Mas a menina lembrou dele. Enquanto caminhava num rumo que pensava ser o de casa, sentiu um calor vibrando próximo ao braço direito, e viu a luz dentro do lampião de pertinho. Não sentiu medo, sentiu um laço morno se enrolando ao seu redor, espiralando até a cabeça, um encanto de fascínio pelo brilho do lampião, de um sol radiante movendo seus veios rapidamente, formando uma energia enorme, mas presa num vidro mágico de onde só saía o suficiente pra iluminar e não queimar a mão. Ele então sentiu o a ponta do laço invisível que o abraçava tocar dentro de si, e ouviu com o coração que era uma estrela, fácil de pegar de onde ela vinha. Flanando, ela seguiu um rumo pedindo a ele que a acompanhasse, caminhando da mesma forma que a viam à distância, se focasse o olhar nela, esfumava-se no ar. Mas se mirasse na tangente, lá estava ela, cinza como dia nublado. Geraldo não entendia como ela falava com ele, nem como ouvia, mas sentiu-se feliz do sol ter enviado uma amiga para esse momento de aflição.
Quando estava chegando perto de casa, a menina e o lampião sumiram como se nunca tivessem existido antes. Pensou que talvez fosse coisa da sua cabeça de quem ficou o dia todo no sol quente. Ardeu em febre pelos dias seguintes, fazendo a mãe rezar dia e noite em seu leito pedindo a Deus para não levar o menino agora, que ia começar a ajudar o pai na roça. E ele não foi, ficou pra contar a história que nem ele mesmo acreditava. A mãe pediu pra não dizer nada pra ninguém antes de tomar a benção do padre e livrar-se daquele devaneio de doente. E não disse, senão ele não ia nem pro céu nem pro inferno e nunca mais sua alma teria salvação, ficaria ele vagando no lugar da menina.

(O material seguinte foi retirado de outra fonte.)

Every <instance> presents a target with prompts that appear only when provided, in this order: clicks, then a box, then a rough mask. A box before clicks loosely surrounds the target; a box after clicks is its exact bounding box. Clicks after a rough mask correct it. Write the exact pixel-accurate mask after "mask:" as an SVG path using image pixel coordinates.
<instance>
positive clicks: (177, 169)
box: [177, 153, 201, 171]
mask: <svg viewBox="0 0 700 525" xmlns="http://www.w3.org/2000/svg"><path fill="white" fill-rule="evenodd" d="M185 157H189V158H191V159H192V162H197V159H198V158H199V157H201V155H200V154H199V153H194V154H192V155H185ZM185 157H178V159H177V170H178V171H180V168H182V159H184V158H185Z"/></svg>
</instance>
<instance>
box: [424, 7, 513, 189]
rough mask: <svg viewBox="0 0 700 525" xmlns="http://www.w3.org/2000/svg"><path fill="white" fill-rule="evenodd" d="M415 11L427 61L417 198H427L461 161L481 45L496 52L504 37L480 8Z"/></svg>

Muito tempo se passou e Geraldo conseguiu sair da roça pra estudar na cidade, com parcas economias por trabalhar pros fazendeiros do lado de lá do rio, que garantiram casa e um litro de leite por dia durante a faculdade pública, duramente frequentada por anos, ele já mais velho que todo mundo. Formou-se com muito custo em Zootecnia pra cuidar da criação, do pai e da dos outros, que dava mais dinheiro.
Numa visita de Natal, justo quando uma superlua se anunciava, ficou espantado ao perceber uma vaca morta ao pé da casa ao amanhecer. O pai então lembrou da história da menina do lampião, lamentando por ter sido ele o escolhido, um mau agouro logo na noite de Natal. Geraldo intrigou-se por aquela história, que já tinha deitado para dormir no fundo da alma, pra que fosse pro Céu quando morresse e lá prestaria contas dos seus pecados.

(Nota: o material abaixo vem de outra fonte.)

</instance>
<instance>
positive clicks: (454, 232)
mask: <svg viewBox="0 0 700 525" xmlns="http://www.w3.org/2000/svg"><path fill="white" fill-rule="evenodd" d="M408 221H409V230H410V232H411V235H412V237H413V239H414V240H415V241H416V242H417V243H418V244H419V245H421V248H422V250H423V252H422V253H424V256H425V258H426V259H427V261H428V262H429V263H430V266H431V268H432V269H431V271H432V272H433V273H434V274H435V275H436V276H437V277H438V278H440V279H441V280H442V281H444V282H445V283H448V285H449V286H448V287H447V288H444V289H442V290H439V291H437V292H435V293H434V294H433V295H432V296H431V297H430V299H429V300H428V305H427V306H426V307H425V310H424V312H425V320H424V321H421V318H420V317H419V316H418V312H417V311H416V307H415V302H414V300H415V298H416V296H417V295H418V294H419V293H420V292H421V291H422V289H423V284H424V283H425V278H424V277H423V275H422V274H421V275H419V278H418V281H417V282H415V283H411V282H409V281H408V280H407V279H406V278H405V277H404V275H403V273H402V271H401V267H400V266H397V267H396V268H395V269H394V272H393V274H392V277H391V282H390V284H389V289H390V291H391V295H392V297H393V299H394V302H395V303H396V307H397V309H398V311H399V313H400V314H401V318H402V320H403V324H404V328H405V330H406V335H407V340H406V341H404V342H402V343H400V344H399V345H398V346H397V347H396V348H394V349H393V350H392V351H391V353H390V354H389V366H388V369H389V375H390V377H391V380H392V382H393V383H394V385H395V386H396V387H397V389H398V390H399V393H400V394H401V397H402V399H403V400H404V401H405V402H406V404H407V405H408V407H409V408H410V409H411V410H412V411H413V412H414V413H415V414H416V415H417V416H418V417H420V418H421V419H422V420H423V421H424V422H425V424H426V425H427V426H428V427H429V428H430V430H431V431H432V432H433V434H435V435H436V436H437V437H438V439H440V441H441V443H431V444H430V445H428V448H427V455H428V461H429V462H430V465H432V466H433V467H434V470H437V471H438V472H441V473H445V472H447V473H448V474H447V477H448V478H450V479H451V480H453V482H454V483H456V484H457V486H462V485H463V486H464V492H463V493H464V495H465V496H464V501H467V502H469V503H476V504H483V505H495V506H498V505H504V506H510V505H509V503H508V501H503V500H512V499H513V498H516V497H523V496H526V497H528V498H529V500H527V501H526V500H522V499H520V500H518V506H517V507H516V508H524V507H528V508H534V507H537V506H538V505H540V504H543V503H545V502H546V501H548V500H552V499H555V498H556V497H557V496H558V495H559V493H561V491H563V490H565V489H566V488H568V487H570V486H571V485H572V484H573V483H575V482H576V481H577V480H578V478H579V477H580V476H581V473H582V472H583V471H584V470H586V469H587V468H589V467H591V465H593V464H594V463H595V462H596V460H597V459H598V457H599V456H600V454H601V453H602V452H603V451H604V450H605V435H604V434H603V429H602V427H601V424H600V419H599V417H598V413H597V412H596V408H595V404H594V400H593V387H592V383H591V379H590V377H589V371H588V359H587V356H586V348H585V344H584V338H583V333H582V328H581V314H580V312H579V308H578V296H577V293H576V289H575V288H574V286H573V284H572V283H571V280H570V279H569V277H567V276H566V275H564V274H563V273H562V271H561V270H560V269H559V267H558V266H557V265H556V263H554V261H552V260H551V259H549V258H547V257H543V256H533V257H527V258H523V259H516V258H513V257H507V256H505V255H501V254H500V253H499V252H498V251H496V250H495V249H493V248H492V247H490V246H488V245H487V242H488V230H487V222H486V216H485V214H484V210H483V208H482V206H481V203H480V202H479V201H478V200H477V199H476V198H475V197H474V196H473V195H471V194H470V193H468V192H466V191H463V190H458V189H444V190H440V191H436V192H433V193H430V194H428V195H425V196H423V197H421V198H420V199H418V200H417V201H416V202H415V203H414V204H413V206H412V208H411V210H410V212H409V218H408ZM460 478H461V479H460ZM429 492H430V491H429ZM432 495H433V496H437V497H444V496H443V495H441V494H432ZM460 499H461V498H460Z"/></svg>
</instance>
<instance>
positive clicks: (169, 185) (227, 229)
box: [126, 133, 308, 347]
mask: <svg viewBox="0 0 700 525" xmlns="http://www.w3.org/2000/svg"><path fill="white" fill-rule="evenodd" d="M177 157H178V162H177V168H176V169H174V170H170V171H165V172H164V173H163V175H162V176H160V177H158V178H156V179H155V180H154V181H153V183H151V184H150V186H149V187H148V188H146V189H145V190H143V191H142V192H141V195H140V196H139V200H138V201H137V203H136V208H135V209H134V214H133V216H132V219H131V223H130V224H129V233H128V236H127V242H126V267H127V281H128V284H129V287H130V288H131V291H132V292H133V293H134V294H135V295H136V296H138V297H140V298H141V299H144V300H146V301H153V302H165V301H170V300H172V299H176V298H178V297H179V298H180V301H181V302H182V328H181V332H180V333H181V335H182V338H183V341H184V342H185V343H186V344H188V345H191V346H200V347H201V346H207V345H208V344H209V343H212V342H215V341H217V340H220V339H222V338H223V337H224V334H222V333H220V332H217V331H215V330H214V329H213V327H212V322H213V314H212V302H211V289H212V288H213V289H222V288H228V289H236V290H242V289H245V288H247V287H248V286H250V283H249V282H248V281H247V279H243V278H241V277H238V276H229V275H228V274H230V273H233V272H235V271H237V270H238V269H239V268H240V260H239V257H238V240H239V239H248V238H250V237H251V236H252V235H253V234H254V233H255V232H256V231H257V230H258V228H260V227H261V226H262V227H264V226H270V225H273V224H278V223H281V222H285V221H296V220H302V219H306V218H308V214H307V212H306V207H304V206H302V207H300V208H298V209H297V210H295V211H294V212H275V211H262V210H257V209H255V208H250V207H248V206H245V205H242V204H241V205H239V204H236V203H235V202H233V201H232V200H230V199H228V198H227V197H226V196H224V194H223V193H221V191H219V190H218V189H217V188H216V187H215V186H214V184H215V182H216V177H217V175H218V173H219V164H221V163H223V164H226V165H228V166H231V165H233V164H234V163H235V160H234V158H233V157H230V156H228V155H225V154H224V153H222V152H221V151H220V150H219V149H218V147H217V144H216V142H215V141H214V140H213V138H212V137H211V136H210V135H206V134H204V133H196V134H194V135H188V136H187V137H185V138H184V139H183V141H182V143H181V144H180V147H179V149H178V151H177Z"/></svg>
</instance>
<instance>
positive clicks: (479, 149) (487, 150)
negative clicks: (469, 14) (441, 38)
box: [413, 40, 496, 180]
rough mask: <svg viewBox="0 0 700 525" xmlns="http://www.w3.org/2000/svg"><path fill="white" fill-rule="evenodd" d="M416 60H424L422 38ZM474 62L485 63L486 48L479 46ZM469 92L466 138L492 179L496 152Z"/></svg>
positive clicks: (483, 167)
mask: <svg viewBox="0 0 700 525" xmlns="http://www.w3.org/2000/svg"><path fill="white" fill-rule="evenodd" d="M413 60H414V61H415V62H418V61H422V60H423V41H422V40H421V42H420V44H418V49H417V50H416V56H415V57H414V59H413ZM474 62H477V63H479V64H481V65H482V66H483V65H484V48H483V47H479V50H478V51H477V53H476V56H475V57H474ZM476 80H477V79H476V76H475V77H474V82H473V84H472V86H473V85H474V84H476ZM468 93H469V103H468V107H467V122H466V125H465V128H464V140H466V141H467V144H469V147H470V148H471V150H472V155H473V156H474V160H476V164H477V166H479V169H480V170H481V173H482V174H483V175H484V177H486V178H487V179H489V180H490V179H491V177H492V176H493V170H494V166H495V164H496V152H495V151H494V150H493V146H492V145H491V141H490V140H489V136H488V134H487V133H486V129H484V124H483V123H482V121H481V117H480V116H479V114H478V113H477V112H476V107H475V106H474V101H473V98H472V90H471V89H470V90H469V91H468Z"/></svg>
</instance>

Decidiu então dar uma olhada na vaca para ver como é que ela tinha morrido, e percebeu que na verdade estava muito doente, e de algo contagioso. Não tinha sido obra da menina, mas na caída da noite percebeu que sim, quando seu ouvido do coração se aguçou novamente. Ela lhe contou que nas superluas chega para ceifar a vida daqueles que espalham pragas. Extirpava o mal logo no começo, pro sofrimento morrer junto com eles. Todos aqueles anos os pedaços de plantações deitavam-se mortos junto com as pragas. O gado era surrupiado antes de espalhar doença, os peixes boiavam a tempo de salvar o rio.
Mas ela pediu pra ele não dizer nada pra ninguém, que acreditar nisso o levaria para a fogueira das línguas que creem que o céu e o inferno são pra depois dessa vida terrena. Que era mais fácil quando ninguém se metia no trabalho dela, que continuassem crucificando o padre e o pastor, que eles deveriam tomar uma atitude contra o capiroto, e era dever deles controlar essa praga de na cidade. Geraldo ficou sem entender por que ela queria que continuassem excomungando esse gesto nobre, e de repente seu rosto se iluminou como se uma tromba d’água de sabedoria caísse sob sua cabeça. Assentiu, despediu-se dela com um sorriso, levantou-se e confirmou à mãe aflita na porta de casa, sem saber como tirar aquele animal enorme do terreiro: foi a menina, né mãe? Melhor a senhora preparar a erva e chamar o padre pra benzer essa terra.